Led by State Representative Mike Ritze (R-Broken Arrow), a constitutional conservative, the letter to Attorney General Pruitt was also signed by two state senators and four other state representatives. “This is not about marijuana at its core — it is about the U.S. Constitution, the Tenth Amendment, and the right of states to govern themselves as they see fit,” said Ritze in a statement about the letter. “If the Supreme Court can force Colorado to criminalize a substance or activity and commandeer state resources to enforce extra-constitutional federal statutes and UN agreements, then it can essentially do anything, and states become mere administrative units for Washington, D.C.”

“That is not what our Founding Fathers had in mind and that is not what the people of Oklahoma stand for,” he added. “The Constitution reserved the police power to the states, therefore states are the proper venue for determining what their own civil and criminal codes should be, not the federal government or the UN. Our Founding Fathers intended the states to be laboratories of self-government, free to tinker and experiment with different ideas. The founders, from Jefferson to Madison, were also strong proponents of states nullifying unconstitutional federal actions.”

“If the people of Colorado want to end prohibition of marijuana, while I may personally disagree with the decision, constitutionally speaking, they are entitled to do so,” concluded the statement by Representative Ritze. “Neither the commerce clause nor the supremacy clause grants the federal government the power to regulate intrastate trade or commandeer state and local resources in pursuit of a policy.
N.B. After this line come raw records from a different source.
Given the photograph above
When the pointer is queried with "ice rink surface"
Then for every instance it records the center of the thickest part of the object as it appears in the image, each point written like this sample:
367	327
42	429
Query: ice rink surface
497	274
If citizens of that state don’t like it, they are free to use the process to change the laws or move to another state. The last thing we need is the federal government and the UN trying to dictate our criminal codes and control our commercial activities.”

However, Representative Ritze and his colleagues are hardly alone among supporters of the Constitution and federalism in hoping for a resolution to the situation that does not end up trampling on states’ rights. Georgetown University law professor Randy Barnett, a liberty-minded lawyer who teaches constitutional law and played a key role in the Supreme Court ruling that ObamaCare was unconstitutional under the commerce clause, spoke out strongly against the suit as well. “I see no other way to interpret Nebraska and Oklahoma’s lawsuits than as an example of ‘fair weather federalism,’” he explained in an opinion column about the effort.

Ironically, as the attorneys general for two of the most conservative states in the union were arguing against states’ rights, even some typically far-left voices suddenly found themselves supporting the 10th Amendment. “If Nebraska and Oklahoma prevail on their claim — if they convince five justices that federal law forces states to ban weed, and that such a law is constitutional — states’ rights would take a brutal blow,” observed Mark Joseph Stern with the rabidly pro-Big Government online outlet Slate. “A Congress that can force states to criminalize marijuana can also force states to do just about anything — like, say, expand Medicaid, or perform background checks on gun buyers, or regulate polluting waste. This expansion of federal power would be a catastrophe for federalists, a near-total reversal of their recent triumphs.”

The Oklahoma attorney general did not respond last week to a request for comment about the lawsuit.